炎色反応 第四章・7



道中の様子を見るに、この男は相当飽きっぽいらしい。
同じ場所に三日といた試しがないし、第一普通の魔法使いは余り人前には姿を現さないのだ。
時には面白がって人前に姿を現しているようにさえ見える。
両方併せて考えると、魔法使いとしてもかなり特殊な部類に入るのだろう。
…………同じ魔法使いを犯し、その力の源である石を奪うような男だ。
特殊なのはもちろんなのだろうが。
オルバンにからかわれ、真っ赤になっていたレイネのことをかすかに思い出した時だった。
いきなりオルバンが真横に飛びすさった。
その腕に抱かれて物思いにふけっていたティスは、慌ててしがみつきながら驚いて彼を見上げる。
「とうとう仕掛けてきたな」
つり上がった金の瞳が好戦的な光をたたえていた。
にやりと笑うその視線の先を見ると、激しい地響きを立てながら地割れがこちらに向かって来るのが分かる。
「地裂(ちれつ)な。まずは小手調べか」
らしいぜ、などとつぶやいて、彼は右手の火の精霊の指輪を輝かせた。
かなりの速度で向かってくる地割れに向かい、拳大の火の玉……火星が宙を飛んだ。
炸裂した火球に鼻先を叩かれ、地割れが鎮まる。
「さすがだ」
低い声の持ち主を、聞き返すほどはまだ時が過ぎていない。
昨夜もやって来た地の魔法使い、ディアルが木々の向こうから現れた。
オルバンは驚きもせずに彼を見てこう言う。
「日を置かず奇襲したことだけは褒めてやるよ。それで? また水の石を返せ、か」
「そうだ」
茶化すようなオルバンの台詞を笑いもせずに受け止めて、ディアルは無造作に右手を前に突き出した。
黄色い石が、節くれた武骨な指先で輝く。
また地割れが、今度は三本に分かれてこちらに向かって迫って来た。
「芸のない」
冷ややかに吐いて、オルバンが今度は水の精霊の指輪を輝かせる。
いつかレイネが使った、まるで蜘蛛の糸のように広がる細い水流が彼の指先から走った。
わざと水の魔法を選んだのだろう。
ディアルの眉間に縦皺が刻まれるのを、オルバンは楽しげに見ている。
銀の糸のような水流が、襲い来る地割れに絡み付く。
それはたちまちその辺りの地面に染み込み、ふやけた粘土状の土質に変えてしまった。
地割れ自体を無効化するような作用をもたらした水の魔法は、続けて地の魔法使いに襲いかかる。
「くっ」
ディアルはまた右手を突き出し、なおも地裂を使ったが同じ事だ。
「褒めてやれたのは、やはり最初だけか? 芸のない男だな」
水の石のはまった小指をくいくいと動かしながらオルバンは馬鹿にしたように笑う。
彼はティスを離し、ディアルに一歩近付いて言った。
「その調子じゃ閨でも芸がないだろうが、オレの代わりにレイネを慰めてやればどうだ。あいつの身体はもう男を覚えている。お前みたいな朴念仁でも、時間さえかければよがらせてやれるぜ」
ひどいことを言いながら、オルバンはとどめとばかりに強く青い石を光らせた。
地裂で対抗しようとしていたディアルは徐々に押され、粘土状の地面に包み込まれてすでに逃げることも出来なくなっている。
ついに彼自身に水の魔法が絡みついた。
瞬間、オルバンの目元がかすかに歪んだ。
黒衣の男がいきなりティスを振り返る。
びくりとしたティスの口を、背後から浅黒い手が押さえ付けた。
衝撃に見開いた水色の瞳に、銀の糸のような水流にがんじがらめにされたディアルが見える。

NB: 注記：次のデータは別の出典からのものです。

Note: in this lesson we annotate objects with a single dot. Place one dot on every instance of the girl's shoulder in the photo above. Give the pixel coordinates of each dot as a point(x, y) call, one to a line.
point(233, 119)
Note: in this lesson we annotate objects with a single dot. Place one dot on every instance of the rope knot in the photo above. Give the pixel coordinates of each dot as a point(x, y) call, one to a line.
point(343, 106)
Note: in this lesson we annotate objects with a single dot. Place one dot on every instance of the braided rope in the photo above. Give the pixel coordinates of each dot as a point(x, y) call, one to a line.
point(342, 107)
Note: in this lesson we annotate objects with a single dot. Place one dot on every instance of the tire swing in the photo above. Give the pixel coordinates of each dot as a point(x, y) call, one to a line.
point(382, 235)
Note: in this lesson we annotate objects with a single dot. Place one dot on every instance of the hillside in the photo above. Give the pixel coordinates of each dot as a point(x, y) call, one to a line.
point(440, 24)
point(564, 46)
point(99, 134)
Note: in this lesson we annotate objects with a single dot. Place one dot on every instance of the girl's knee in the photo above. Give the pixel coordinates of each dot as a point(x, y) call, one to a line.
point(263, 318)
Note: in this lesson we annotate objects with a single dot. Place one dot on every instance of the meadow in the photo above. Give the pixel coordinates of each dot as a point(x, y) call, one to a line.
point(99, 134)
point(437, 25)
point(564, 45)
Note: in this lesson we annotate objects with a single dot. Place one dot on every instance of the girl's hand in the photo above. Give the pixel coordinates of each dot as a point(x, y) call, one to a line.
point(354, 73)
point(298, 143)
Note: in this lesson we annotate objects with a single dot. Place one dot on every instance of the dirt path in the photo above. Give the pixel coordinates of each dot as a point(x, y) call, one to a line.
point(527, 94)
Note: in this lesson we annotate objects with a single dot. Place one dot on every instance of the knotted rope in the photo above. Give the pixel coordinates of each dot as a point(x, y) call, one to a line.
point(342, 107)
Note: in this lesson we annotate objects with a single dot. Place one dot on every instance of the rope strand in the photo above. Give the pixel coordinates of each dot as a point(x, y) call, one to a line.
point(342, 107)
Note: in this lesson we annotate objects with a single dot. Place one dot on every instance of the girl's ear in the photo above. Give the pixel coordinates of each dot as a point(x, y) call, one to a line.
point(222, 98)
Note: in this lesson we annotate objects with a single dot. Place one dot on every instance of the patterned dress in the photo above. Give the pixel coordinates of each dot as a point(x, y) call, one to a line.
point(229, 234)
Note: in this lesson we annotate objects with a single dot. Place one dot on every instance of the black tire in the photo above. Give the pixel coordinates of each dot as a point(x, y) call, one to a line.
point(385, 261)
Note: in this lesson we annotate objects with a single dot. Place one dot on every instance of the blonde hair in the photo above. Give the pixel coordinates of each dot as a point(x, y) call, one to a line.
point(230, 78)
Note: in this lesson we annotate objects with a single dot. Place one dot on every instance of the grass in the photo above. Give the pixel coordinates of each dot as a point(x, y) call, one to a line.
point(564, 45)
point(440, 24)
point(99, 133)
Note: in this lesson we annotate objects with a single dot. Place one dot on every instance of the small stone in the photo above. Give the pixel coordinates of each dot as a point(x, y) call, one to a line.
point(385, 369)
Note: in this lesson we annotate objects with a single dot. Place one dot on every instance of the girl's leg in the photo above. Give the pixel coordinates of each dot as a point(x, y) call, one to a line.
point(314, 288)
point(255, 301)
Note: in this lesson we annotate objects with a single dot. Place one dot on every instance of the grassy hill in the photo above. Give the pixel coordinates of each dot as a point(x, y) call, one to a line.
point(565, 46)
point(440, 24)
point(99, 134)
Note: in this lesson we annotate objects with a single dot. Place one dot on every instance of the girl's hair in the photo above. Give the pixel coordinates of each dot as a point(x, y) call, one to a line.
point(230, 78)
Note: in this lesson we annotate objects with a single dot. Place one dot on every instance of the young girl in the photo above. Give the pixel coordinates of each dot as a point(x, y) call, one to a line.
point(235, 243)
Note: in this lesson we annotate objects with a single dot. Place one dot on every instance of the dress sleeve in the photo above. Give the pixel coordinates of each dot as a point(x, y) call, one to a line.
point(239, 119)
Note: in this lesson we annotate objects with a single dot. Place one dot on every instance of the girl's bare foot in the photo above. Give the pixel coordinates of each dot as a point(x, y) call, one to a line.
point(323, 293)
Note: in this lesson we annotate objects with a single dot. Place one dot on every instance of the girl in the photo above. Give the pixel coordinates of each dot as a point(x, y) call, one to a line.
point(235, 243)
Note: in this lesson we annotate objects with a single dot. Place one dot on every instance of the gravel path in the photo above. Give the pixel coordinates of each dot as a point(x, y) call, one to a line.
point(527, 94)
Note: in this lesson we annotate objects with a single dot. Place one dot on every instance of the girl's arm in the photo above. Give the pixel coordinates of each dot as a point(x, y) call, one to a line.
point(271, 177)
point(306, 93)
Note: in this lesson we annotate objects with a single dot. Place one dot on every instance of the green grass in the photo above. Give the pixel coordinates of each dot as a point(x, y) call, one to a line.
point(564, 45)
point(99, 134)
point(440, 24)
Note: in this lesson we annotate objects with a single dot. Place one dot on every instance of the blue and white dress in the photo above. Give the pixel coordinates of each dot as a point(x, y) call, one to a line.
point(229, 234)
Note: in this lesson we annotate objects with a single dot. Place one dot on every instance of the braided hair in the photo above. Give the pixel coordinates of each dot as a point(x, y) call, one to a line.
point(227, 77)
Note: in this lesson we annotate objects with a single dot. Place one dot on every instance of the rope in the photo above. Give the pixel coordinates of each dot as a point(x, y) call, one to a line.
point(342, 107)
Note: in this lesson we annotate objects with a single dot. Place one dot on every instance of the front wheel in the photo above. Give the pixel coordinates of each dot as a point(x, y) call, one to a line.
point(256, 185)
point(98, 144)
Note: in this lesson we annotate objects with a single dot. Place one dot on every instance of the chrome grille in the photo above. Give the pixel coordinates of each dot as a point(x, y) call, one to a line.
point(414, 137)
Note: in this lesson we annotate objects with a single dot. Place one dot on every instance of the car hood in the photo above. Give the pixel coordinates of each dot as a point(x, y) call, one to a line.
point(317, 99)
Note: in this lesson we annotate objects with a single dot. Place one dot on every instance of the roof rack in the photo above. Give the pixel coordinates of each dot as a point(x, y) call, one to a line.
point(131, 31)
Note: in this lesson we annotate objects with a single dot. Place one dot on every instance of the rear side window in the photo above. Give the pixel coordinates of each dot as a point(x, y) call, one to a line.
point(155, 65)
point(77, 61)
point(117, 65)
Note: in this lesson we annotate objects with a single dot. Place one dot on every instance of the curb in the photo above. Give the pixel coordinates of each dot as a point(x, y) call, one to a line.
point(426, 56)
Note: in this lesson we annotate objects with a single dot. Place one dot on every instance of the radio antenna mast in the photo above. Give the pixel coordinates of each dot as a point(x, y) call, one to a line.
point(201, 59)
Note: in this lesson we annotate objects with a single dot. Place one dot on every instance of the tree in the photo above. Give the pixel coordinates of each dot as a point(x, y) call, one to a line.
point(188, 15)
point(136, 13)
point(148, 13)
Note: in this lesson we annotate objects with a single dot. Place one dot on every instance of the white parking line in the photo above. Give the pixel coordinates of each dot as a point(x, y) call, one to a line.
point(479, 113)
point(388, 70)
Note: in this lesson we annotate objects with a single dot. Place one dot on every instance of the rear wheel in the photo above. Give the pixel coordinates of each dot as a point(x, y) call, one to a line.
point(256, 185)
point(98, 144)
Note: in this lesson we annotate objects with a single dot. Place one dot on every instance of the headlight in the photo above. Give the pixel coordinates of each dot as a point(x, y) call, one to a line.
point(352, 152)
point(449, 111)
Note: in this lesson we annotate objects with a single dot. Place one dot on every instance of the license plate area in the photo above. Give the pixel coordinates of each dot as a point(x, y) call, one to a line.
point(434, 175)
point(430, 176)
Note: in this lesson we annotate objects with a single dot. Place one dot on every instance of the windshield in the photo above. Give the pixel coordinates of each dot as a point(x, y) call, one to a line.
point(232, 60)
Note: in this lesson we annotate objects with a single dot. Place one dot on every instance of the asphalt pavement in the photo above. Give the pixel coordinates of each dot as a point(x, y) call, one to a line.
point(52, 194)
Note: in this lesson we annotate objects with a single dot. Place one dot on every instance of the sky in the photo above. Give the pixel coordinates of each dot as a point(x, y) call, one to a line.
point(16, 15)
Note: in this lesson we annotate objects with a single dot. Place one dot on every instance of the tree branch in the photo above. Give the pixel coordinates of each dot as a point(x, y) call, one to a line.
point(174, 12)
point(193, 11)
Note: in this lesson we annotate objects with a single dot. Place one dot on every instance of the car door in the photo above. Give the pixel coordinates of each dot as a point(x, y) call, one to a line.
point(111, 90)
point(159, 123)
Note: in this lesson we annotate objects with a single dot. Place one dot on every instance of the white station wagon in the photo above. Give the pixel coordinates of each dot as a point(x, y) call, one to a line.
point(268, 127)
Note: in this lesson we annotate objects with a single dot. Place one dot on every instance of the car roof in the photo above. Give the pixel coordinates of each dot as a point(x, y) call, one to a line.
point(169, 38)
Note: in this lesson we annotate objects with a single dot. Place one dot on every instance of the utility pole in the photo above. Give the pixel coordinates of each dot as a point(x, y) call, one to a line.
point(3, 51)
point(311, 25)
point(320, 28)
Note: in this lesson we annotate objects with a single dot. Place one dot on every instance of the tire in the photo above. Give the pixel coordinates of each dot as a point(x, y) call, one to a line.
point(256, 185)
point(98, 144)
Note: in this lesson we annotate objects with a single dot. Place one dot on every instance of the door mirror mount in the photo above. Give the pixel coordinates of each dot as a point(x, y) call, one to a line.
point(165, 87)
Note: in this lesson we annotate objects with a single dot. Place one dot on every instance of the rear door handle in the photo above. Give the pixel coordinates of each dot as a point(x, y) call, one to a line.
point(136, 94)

だが彼の姿は、周りの地面と同じようにどろりと溶けてしまったのだ。
ディアルは、ディアルだと思われた人型はすでに周りの粘土と同化してしまっている。
代わって本物の地の魔法使いの低い声が、ティスのすぐ後ろからした。
「こいつを返して欲しければ、今日の夜この森の先にある丘に来い」
ディアルはそう言うと、ティスを後ろから抱いた状態で地の精霊石を輝かせた。
あ然としているティスの視界が、下降する。
足先から地面に飲み込まれていくことに気付き、恐怖に硬直したまま彼は真っ黒な闇に飲み込まれていった。